We report (print and save) three quantities for accuracy: train_acc refers to the accuracy on the specific data used for training, val_acc refers to the accuracy on a held-out set from the same distribution as the data used for training, and test_acc refers to the accuracy on the test data (specified with a command line argument), which can be harder/larger problems.

Development

Adding Training and Testing Modes

A new training mode with name new_mode can be added to the code base by writing a function named train_new_mode in training_utils.py. This allows the training mode to easily be implemented in train_model.py by passing the following command line argument.

$ python train_model.py problem.hyp.train_mode=<new_mode>

Similarly, a new testing mode with name new_mode can be added as a function named test_new_mode in testing_utils.py. The new testing mode can be implemented in test_model.py by passing the following command line argument.
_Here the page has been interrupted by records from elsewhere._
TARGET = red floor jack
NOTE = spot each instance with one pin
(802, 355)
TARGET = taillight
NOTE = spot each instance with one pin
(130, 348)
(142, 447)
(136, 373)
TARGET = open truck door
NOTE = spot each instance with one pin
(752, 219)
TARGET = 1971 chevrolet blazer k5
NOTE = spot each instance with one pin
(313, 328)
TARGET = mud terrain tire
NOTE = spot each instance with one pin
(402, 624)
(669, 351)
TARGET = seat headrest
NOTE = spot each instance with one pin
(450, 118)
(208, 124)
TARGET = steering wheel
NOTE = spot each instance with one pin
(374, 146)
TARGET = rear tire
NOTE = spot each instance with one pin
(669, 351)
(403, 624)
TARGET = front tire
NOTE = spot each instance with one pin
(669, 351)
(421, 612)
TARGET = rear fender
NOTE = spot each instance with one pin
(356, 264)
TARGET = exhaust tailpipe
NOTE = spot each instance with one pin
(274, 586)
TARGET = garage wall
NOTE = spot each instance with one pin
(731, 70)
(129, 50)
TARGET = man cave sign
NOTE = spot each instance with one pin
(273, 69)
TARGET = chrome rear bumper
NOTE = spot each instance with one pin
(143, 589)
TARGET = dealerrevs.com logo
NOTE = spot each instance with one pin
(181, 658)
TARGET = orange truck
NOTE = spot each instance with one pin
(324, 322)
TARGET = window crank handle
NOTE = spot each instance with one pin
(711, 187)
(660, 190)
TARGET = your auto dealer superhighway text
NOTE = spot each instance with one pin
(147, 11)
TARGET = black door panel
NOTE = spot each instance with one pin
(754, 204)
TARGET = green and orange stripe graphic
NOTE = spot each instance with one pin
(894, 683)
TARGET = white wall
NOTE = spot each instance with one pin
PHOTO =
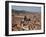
(2, 19)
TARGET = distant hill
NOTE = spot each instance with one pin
(22, 11)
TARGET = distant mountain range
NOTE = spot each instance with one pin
(22, 11)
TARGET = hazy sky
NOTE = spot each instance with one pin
(27, 8)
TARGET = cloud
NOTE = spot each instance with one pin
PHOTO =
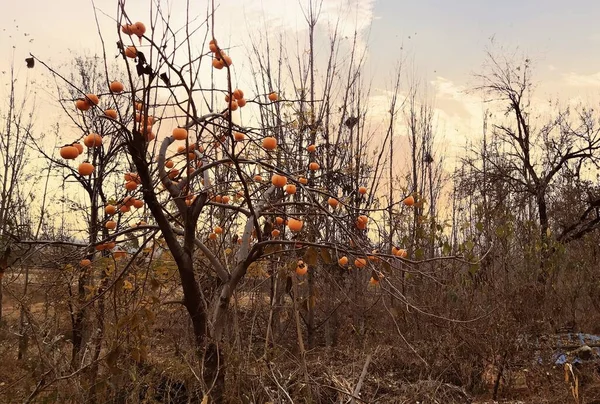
(460, 113)
(288, 16)
(582, 80)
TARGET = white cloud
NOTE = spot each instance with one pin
(582, 80)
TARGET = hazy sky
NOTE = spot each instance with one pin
(444, 41)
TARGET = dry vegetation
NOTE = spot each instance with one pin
(253, 245)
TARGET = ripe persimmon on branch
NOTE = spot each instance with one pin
(220, 193)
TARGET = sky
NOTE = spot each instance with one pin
(442, 42)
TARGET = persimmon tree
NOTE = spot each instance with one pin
(221, 195)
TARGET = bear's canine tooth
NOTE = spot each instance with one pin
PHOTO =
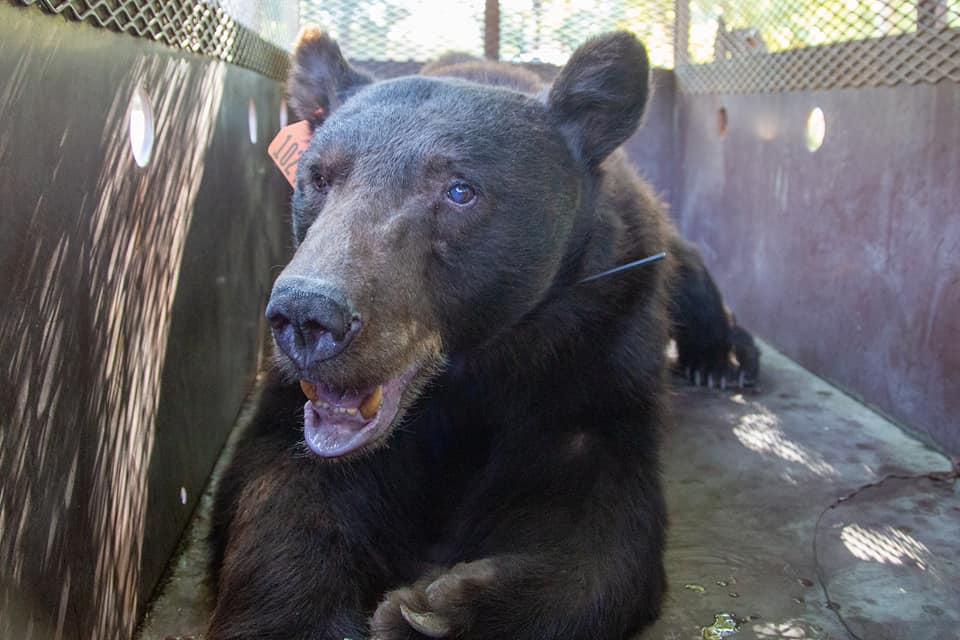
(309, 390)
(371, 405)
(429, 624)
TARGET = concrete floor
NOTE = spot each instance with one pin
(796, 512)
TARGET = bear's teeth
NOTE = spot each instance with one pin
(371, 405)
(309, 390)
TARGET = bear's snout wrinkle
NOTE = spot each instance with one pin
(311, 320)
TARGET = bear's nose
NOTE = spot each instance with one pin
(311, 320)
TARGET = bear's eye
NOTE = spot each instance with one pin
(461, 194)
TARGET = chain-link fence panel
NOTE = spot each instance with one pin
(788, 45)
(399, 30)
(549, 30)
(199, 26)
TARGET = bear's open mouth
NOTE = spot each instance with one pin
(336, 423)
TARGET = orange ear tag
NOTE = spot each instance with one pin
(288, 146)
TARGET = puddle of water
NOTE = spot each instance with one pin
(724, 625)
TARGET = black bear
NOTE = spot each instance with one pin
(477, 456)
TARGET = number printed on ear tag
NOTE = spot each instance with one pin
(288, 146)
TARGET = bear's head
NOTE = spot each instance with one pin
(431, 215)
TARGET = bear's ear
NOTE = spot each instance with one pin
(599, 96)
(320, 78)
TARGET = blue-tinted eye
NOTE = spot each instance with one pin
(461, 193)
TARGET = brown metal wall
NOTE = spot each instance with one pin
(847, 259)
(130, 310)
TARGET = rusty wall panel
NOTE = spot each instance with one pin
(129, 314)
(847, 259)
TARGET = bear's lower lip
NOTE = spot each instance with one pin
(331, 431)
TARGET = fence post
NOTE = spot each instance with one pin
(681, 33)
(491, 30)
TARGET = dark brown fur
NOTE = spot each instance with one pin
(519, 496)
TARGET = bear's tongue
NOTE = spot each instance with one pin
(338, 423)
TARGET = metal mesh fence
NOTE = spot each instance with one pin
(721, 46)
(739, 47)
(198, 26)
(549, 30)
(399, 30)
(532, 31)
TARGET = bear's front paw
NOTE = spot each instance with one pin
(436, 607)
$ python test_model.py problem.hyp.test_mode=<new_mode>

Adding New Datasets

The only datasets available in the easy_to_hard_data package are prefix sums, mazes, and chess. To make use of a different dataset called new_dataset, create a file named new_dataset_data.py in the utils directory containing a prepare_dataloaders_new_dataset function (see other data files as an example). The file new_dataset_data.py should be correctly imported and the corresponding prepare_dataloaders_new_dataset function should be added to the get_dataloaders function in common.py. Also, a new configuration file should be added to the config/problem directory

To then train or test models using the new dataset, you can use the problem= <new_dataset> flag.

Contributing

We believe in open-source community driven software development. Please open issues and pull requests with any questions or improvements you have.